4. Lobo and Howard the Duck (DC/Marvel)
Badass alien bounty hunter Lobo has fought most major characters from the DC Universe at one point or another, but his strangest pairing by far was with Marvel’s Howard the Duck. Unlike most crossovers, this was part of Marvel and DC’s ‘Amalgam Comics’ imprint which literally merged two characters together. The series has its fair share of curious one-off titles (Wolverine and Batman become the Dark Claw, Green Lantern and Iron Man become Iron Lantern), but the idea of a mean, foul-mouthed and super powered bounty hunter who also happens to be a duck definitely makes it the strangest.
3. Infestation (IDW)
Publisher IDW boasts an impressive line-up of comic tie-in franchises, so they decided to make the most of their licensing deals by bringing all of them together for the Infestation crossover event. This means that it’s up to the Ghostbusters, Star Trek, Transformers and G.I. Joe to stop a plague of zombies.
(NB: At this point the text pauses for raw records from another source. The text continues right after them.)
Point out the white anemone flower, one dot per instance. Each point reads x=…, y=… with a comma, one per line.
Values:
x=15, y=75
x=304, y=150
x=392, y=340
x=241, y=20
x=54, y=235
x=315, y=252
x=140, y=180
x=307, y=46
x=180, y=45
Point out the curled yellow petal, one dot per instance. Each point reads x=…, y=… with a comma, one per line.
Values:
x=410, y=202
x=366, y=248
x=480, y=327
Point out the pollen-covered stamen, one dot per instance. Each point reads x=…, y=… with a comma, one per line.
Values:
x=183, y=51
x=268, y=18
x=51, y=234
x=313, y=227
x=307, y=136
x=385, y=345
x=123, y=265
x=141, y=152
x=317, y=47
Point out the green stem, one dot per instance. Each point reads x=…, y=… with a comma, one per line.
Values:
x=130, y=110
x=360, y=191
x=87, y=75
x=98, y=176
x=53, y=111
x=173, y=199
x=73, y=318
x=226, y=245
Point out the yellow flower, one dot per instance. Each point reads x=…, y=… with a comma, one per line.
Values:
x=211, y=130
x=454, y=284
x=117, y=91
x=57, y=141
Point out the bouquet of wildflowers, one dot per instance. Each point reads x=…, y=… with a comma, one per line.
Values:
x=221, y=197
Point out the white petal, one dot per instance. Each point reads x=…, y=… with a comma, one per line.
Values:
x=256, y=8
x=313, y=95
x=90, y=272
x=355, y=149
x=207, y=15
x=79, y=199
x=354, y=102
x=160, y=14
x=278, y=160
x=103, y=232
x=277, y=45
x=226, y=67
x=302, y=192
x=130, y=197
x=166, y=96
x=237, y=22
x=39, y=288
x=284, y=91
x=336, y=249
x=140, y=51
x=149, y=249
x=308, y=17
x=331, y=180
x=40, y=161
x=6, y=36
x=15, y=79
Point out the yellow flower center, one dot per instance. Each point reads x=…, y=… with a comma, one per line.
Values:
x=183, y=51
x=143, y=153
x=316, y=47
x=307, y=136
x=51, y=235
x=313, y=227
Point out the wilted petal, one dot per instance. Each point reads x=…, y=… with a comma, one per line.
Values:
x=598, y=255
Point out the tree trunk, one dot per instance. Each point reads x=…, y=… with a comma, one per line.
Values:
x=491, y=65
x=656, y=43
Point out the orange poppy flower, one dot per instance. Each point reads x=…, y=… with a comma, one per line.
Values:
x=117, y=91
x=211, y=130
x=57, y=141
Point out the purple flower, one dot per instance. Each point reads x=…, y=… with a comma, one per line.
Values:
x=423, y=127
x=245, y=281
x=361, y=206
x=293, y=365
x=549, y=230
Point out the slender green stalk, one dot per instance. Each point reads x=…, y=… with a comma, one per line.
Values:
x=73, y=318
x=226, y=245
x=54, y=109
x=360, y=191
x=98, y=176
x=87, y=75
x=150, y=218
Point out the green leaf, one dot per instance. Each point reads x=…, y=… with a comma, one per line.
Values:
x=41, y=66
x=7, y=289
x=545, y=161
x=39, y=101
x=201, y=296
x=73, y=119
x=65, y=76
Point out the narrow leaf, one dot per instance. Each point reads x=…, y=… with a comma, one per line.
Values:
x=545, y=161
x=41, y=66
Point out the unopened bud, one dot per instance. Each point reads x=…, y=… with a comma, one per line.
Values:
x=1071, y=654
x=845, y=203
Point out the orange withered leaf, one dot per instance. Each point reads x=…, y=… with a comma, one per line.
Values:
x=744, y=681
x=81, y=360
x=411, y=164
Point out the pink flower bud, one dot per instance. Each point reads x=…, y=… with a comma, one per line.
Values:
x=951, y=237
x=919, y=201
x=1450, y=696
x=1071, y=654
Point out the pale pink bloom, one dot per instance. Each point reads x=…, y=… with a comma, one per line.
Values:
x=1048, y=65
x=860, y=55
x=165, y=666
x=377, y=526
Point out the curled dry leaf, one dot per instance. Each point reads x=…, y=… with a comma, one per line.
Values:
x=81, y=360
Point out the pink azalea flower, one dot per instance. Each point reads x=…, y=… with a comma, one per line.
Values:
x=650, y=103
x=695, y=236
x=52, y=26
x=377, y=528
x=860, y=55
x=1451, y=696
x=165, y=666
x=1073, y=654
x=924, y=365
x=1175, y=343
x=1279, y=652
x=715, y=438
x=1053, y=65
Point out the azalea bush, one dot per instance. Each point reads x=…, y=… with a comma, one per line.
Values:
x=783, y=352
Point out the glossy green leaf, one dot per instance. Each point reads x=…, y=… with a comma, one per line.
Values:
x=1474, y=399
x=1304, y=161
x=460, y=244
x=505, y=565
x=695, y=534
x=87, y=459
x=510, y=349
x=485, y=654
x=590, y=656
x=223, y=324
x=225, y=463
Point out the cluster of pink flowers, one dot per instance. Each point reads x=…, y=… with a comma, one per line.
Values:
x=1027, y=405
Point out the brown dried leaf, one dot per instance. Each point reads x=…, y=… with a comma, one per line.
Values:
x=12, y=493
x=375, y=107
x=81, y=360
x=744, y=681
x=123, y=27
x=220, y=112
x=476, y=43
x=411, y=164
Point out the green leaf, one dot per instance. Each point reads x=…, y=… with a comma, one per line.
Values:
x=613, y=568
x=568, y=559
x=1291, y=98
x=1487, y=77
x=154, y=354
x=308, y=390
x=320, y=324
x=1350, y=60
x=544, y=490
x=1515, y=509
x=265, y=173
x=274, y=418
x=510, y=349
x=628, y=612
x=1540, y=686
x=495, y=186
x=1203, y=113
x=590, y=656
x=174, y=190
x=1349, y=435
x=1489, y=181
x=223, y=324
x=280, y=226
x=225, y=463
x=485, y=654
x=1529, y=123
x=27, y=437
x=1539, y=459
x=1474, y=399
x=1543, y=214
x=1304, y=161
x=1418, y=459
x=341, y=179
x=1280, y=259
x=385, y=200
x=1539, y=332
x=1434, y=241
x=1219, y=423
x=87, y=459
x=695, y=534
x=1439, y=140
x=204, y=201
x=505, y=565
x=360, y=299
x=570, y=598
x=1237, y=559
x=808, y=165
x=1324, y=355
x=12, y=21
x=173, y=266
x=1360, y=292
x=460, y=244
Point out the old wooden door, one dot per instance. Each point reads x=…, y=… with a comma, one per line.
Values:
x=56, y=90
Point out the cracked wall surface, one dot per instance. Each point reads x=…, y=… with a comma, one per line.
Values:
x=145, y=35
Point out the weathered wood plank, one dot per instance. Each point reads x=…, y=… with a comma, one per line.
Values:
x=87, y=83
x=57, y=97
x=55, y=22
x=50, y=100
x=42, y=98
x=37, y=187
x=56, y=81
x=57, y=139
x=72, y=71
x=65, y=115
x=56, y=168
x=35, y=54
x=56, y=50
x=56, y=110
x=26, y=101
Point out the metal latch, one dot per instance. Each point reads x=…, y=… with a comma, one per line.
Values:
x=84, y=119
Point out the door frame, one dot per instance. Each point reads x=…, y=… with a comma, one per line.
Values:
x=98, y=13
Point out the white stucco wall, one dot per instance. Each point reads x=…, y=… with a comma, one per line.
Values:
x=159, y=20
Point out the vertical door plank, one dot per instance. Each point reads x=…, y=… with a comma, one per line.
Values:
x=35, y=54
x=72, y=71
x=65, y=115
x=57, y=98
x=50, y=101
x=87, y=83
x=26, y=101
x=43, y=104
Obviously, the whole thing isn’t meant to be taken very seriously and it’s about as far from canon as possible. Nonetheless, it’s another crossover event which tries too hard to appease as many fans as possible and bringing zombies into it only makes matters worse. None of the characters really get an opportunity for any characterisation aside from a few quips and kickass moments and, although the whole thing is an easy, breezy read, the series falls short of it’s weird crossover potential (although getting to see the Stay Puft Marshmallow Man being turned into a giant zombie is a highlight).
2. Archie Comics and Punisher (Archie Comics/Marvel)
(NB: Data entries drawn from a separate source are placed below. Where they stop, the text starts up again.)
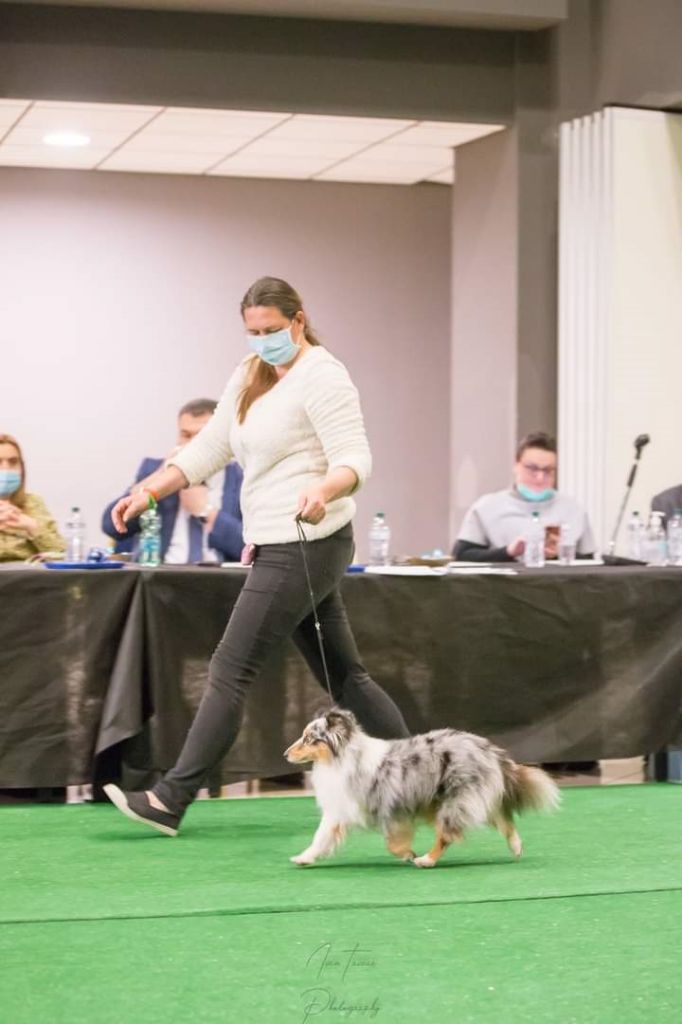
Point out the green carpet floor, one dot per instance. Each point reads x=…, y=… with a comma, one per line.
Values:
x=100, y=921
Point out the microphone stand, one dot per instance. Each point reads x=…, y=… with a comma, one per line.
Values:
x=611, y=558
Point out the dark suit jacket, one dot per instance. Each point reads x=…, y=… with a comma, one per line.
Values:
x=668, y=502
x=225, y=536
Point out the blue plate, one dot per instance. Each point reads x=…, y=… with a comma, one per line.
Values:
x=84, y=565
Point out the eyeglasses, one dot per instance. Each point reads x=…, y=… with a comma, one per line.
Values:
x=539, y=470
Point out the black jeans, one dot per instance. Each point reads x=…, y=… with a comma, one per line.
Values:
x=274, y=604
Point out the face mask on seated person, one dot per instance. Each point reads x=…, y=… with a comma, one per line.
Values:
x=10, y=480
x=535, y=496
x=276, y=348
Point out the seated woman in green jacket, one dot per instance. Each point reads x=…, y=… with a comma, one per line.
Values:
x=26, y=525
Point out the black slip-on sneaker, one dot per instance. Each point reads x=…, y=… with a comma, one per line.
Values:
x=137, y=807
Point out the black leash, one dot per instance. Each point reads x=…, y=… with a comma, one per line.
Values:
x=302, y=542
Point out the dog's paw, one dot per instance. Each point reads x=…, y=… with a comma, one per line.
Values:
x=302, y=858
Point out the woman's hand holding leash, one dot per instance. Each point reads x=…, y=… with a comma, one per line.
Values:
x=146, y=495
x=129, y=508
x=311, y=506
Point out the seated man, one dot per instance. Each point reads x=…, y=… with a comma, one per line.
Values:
x=669, y=502
x=495, y=527
x=199, y=524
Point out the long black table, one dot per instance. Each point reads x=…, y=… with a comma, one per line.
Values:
x=101, y=671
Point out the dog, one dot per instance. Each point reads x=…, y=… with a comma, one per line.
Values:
x=454, y=780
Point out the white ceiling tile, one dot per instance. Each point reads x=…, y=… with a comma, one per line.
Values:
x=204, y=122
x=269, y=167
x=87, y=117
x=162, y=163
x=83, y=158
x=445, y=177
x=442, y=133
x=35, y=136
x=10, y=110
x=315, y=148
x=215, y=145
x=367, y=130
x=437, y=156
x=351, y=170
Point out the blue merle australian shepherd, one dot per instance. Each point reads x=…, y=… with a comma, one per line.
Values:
x=455, y=780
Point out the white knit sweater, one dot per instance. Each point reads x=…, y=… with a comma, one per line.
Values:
x=309, y=423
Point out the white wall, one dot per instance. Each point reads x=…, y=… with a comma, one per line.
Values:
x=483, y=374
x=120, y=301
x=621, y=308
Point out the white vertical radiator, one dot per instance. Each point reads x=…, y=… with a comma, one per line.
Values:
x=620, y=331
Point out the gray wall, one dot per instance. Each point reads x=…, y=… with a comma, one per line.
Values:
x=120, y=302
x=621, y=51
x=256, y=62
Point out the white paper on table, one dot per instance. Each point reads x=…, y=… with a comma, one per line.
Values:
x=406, y=570
x=479, y=569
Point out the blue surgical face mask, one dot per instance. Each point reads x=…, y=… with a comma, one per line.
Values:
x=10, y=480
x=276, y=348
x=535, y=496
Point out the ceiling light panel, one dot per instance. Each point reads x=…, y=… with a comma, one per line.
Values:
x=35, y=136
x=361, y=130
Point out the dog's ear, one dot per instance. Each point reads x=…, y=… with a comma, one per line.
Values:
x=340, y=720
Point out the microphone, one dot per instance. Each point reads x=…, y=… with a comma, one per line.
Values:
x=611, y=558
Archie Comics is a wholesome American tradition and the long-running company has been responsible for creating iconic characters like Archie Andrews, Sabrina the Teenage Witch and Josie and the Pussycats. Fans were understandably surprised when it was announced that Marvel’s no nonsense, trigger-happy vigilante The Punisher would be headed to the fictional town of Riverdale for a special one-shot issue. In a case of drastically mistaken identity, The Punisher confuses Archie for a notorious drug trafficker. However, The Punisher realises the mix up and the two become an unlikely pairing. Although they all remain in character, the comic is very tongue-in-cheek and thankfully the Punisher doesn’t lay waste to the innocent, cheery inhabitants of Riverdale. The front cover boasted that it was “The team-up you thought would never happen” and it was right. The comic ended with a tease that a Wolverine and Jug Head comic would come next, but sadly this spin-off never came to pass.
1. Mars Attacks and Popeye (IDW/Thimble Theatre)
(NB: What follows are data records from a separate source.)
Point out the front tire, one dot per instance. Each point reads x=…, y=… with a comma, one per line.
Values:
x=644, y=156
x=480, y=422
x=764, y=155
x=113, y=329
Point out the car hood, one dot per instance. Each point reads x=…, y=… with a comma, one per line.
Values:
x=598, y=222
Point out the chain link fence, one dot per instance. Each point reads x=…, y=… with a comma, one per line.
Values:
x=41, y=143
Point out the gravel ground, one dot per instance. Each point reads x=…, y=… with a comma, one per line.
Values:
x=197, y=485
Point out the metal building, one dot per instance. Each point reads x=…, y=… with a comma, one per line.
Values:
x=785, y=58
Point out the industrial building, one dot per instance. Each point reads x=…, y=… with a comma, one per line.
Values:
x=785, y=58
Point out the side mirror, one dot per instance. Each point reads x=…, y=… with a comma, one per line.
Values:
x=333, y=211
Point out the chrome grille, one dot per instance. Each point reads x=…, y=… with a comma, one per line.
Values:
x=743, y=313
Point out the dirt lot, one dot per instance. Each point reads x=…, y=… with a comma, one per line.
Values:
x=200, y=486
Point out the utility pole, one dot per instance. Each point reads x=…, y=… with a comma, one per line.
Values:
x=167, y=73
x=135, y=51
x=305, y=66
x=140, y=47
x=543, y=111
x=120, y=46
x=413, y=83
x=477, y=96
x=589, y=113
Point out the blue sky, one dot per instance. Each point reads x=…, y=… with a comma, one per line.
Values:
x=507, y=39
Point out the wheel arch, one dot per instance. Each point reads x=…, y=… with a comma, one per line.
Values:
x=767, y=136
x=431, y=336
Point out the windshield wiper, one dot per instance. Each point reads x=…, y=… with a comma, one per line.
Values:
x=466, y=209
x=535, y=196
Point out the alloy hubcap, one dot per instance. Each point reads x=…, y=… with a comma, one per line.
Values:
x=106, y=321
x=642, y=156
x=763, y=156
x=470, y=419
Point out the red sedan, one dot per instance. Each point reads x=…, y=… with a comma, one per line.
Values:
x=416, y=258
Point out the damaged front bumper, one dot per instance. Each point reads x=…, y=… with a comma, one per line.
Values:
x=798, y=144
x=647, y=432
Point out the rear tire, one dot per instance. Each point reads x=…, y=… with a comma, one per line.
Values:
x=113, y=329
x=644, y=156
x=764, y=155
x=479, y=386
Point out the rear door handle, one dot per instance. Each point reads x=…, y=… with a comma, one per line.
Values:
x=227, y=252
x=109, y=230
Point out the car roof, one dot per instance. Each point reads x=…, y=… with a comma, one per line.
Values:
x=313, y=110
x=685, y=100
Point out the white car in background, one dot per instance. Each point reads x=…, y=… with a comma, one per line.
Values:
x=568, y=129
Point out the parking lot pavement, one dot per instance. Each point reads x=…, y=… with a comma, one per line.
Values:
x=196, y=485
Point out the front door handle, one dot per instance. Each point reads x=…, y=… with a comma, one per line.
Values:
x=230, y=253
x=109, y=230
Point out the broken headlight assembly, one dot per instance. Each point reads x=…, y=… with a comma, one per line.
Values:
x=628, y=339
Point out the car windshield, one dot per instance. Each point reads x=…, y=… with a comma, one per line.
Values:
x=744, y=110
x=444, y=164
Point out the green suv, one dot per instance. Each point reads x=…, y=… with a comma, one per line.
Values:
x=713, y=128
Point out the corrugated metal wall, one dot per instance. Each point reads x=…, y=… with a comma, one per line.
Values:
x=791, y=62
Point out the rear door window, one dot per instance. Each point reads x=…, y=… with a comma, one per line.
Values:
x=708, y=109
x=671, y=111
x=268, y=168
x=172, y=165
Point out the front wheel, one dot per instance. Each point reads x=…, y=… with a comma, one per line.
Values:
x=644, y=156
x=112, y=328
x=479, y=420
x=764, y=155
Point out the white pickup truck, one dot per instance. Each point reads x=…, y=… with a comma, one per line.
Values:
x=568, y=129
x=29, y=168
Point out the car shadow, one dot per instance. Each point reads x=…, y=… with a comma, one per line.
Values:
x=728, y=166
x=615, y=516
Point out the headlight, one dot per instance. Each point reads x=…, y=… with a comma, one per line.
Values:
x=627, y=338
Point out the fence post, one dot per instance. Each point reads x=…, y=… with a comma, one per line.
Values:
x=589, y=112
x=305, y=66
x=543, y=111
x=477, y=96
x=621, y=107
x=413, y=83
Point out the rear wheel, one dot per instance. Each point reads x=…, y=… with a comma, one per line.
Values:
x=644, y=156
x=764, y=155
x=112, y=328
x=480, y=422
Cult trading card series Mars Attacks was given a comic book relaunch by IDW in 2012, and the series was given an attention-grabbing event a year later courtesy of some baffling crossover titles. One-shot comics included Mars Attacks KISS, Mars Attacks the Transformers and Mars Attacks the Ghostbusters, but the strangest has to be Mars Attacks Popeye. Featuring surprisingly faithful artwork which perfectly mimics the original Thimble Theatre comic strips from the 1950s, the aliens march on Popeye’s home turf of Sweethaven with an aim to conquer the town and its inhabitants. Of course, the Martians (or “Marsh-kins” as Popeye calls them) face surprising opposition from the spinach-powered sailor and his friends. The crossover is a fun and nostalgic read and the writer is clearly appreciative of both properties.